I say 'finally', but this is actually the first time I applied for it. There have been positions previously, but I didn't bother, because I didn't think I had enough experience (or enough pairs of trainers).
But a few months ago, I was asked to voluntarily move from backshift to dayshift - voluntarily take a pay cut, basically - and I agreed to.
I remember this raising a few a eyebrows at the time, not least among the Nigels of this world. Or more concisely, among Nigel. Why would I voluntarily take a pay cut?
And I said that I was playing the long game, and that I hoped doing it would stand me in good stead when promotion opportunities came up.

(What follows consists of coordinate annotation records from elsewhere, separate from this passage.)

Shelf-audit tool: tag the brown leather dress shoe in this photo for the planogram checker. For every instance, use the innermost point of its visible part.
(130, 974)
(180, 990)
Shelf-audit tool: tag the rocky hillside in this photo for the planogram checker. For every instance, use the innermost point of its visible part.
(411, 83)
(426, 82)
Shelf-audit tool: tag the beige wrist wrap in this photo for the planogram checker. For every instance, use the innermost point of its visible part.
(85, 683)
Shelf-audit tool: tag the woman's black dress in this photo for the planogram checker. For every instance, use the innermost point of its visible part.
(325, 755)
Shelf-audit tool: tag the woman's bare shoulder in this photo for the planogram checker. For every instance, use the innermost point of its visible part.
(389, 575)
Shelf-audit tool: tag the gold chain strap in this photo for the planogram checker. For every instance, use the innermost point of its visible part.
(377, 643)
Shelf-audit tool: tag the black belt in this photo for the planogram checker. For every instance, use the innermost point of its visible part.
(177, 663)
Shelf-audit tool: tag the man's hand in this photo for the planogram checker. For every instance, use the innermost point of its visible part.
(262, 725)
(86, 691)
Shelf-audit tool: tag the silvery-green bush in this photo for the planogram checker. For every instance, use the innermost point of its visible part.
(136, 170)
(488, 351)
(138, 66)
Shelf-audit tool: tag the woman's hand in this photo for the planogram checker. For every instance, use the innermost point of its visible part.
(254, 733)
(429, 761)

Four months down the line, and I can conclusively say it has. The plan worked. Some positions came up lately, I applied, and was successful in getting one.
I mean . . . I wasn't just down to me voluntarily agreeing to change shift. I've also worked my f*ckin' arse for three years now, been a model employee, and so on. And those efforts have been rewarded.
I know that sounds very right wing, and I feel uncomfortable saying it. I still believe there is no correlation at all between corporate concepts of what hard work and worth is, and the reality and complexity of peoples' lives.
But within that corporate framework, i've been exemplary, and this promotion is worth an extra £400 a month after tax. Which isn't peanuts.
And the trainers . . . going to work in a new pair of trainers every once in a while probably does help set the right impression. Again, within a superficial corporate framework.
But it worked. It worked. And here I am now.